North American Network Operators Group

Date Prev | Date Next | Date Index | Thread Index | Author Index | Historical

RE: 1024-bit RSA keys in danger of compromise (fwd)

  • From: Deepak Jain
  • Date: Mon Mar 25 20:33:51 2002

Exactly. Why think $2B is some insurmountable barrier when there are far
cheaper ways of  getting what you want. Most computer people think of
security only in terms of computers. Bribing a few night security guards is
far cheaper than even cryptanalysis and will give any sufficiently
interested party access to the machines signing the keys.

At present, if you have the sophistication to break an "interesting" key,
you could have the sophistication to not be detected MITM. The difference
between inserting/replacing a valid flow, and simply listening [unless the
attacker is stupid] isn't that big a difference from a detection [of the
attack] point of view.

Again, I am assuming things about the attacker that makes them scary. If the
attacker is a little kiddie using his home broadband connection, he is not
necessarily going to be able to use that information for anything
particularly harmful.

Yes, but the trust architecture out there today are far more vulnerable
[IMO] than the underlying key-encryption. Again, while key negotiation is
interesting and important, RSA/DSA/etc are only used in that stage, and
generally the underlying connection [for performance reasons] moves with a
significantly less bulky encryption algorithm. Blowfish, IDEA and a few
others come to mind.

It is far more trivial to capture and compromise an instream algorithm than
worrying about the key at the get go is [unless you are trying to
permanently compromise a victim, at which point the CA is an easier target
anyway]. This is especially the case when you allow for dedicated hardware.

I have always been of the opinion that all of this internet-widely-available
encryption is primarily to make customers feel safe and save credit card
companies some liability. There wasn't enough thought put into it at all
levels to make it more safe/secure than that.

No one is going to spend millions of dollars to get at most the same
millions of dollars of back in credit card fraud [good money after bad].
Anyone who is relying on these commercial architectures to secure gov't
secrets or secrets worthy of an intelligence outfit's attention is a moron
[for numerous reasons]. If all you are doing is trying to secure machines
against script kiddies, starting huge public debates and initiatives and the
like seems like overkill to me. [investment is greater than reward]. YMMV.

Deepak Jain

-----Original Message-----
From: [email protected] [mailto:[email protected]]On Behalf Of
Len Sassaman
Sent: Monday, March 25, 2002 8:14 PM
To: Deepak Jain
Cc: nano[email protected]
Subject: RE: 1024-bit RSA keys in danger of compromise (fwd)

On Mon, 25 Mar 2002, Deepak Jain wrote:

> Since you are mentioning Verisign here, and CA authorities in general, has
> anyone considered that factoring the CA authority's key is far simpler
> breaking the underlying key [no matter how large?]. Based on the

Well, that's not really the case. Breaking a 384 bit key is trivial.
Breaking a 1024 bit key is probably not possible without a multi-billion
dollar budget. 2048 bit keys are still in no danger of being broken any
time soon unless further advances are made in factoring.

But I see the point you are making, which is that targeting the CA lets
you attack all of the browsers that trust keys signed by that CA, rather
than specifically targeting that one site.
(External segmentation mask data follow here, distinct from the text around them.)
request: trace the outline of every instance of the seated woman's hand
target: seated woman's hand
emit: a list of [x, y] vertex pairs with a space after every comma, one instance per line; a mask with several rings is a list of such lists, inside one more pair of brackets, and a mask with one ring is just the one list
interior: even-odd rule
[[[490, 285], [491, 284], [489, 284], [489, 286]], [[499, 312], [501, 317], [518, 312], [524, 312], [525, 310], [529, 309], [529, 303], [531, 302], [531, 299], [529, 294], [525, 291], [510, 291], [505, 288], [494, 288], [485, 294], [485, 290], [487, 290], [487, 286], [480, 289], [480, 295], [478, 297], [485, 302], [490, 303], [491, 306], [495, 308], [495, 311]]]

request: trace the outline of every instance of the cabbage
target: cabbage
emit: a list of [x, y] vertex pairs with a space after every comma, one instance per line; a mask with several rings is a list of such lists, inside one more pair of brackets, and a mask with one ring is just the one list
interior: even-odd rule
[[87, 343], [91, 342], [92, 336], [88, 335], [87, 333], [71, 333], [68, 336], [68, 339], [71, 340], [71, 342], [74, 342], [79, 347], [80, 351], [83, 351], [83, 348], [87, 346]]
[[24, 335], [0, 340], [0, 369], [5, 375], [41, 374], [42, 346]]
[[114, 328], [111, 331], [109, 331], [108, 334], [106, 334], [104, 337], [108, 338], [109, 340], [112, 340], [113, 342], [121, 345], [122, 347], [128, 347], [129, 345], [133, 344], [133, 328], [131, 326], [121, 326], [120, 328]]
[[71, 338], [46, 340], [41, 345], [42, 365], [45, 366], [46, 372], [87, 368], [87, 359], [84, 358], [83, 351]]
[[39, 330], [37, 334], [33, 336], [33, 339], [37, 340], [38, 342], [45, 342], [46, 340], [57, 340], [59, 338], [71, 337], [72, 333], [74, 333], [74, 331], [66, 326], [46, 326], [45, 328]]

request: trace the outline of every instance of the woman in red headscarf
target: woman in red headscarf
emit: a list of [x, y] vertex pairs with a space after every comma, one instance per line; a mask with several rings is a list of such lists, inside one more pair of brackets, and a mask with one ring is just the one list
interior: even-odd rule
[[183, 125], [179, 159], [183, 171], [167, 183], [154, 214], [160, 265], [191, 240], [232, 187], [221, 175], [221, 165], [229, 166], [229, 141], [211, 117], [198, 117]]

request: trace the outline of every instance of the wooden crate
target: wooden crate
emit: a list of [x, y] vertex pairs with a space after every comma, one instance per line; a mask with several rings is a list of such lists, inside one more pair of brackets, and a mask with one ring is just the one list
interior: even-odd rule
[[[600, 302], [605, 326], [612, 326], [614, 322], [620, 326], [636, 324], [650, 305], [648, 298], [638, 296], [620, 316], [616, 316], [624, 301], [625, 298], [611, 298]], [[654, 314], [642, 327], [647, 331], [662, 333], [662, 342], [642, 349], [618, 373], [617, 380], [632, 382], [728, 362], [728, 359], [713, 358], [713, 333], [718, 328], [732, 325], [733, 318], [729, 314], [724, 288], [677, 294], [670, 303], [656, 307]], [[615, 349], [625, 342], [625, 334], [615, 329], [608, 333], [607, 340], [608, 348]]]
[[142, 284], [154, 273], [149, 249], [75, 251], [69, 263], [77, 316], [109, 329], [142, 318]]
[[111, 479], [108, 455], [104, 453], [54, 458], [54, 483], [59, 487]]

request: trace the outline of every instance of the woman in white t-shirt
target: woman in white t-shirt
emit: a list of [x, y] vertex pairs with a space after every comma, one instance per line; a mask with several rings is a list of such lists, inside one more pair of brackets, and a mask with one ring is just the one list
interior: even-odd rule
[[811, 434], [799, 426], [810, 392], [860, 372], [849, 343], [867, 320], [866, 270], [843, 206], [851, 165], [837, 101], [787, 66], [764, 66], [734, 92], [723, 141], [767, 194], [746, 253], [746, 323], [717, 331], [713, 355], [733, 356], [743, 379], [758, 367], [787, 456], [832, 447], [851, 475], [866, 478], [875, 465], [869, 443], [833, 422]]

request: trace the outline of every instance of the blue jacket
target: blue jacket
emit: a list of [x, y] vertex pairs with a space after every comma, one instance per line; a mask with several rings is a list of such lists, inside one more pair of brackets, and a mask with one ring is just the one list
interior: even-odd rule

However, MITM attacks are
active attacks, and run the risk of being detected by the the victim. If
you break the key a site is using for encryption, you can read the traffic
without fear of detection.

Other comments on this issue, which I covered in my DEFCON 9 presentation:
it would probably be a lot easier to compromise a CA's root key by means
of network or physical attack, rather than through cryptanalysis. It also
doesn't have to be Verisign you target -- there are over a hundred trusted
root certification authorities in IE, some of them issued to companies
that have gone bankrupt, or sold their root as part of their assets.

Remember, if you're attempting a MITM attack in TLS, you're really
exploiting poor design of the trust-management features of the client,
which is a whole can-o-worms in and of itself.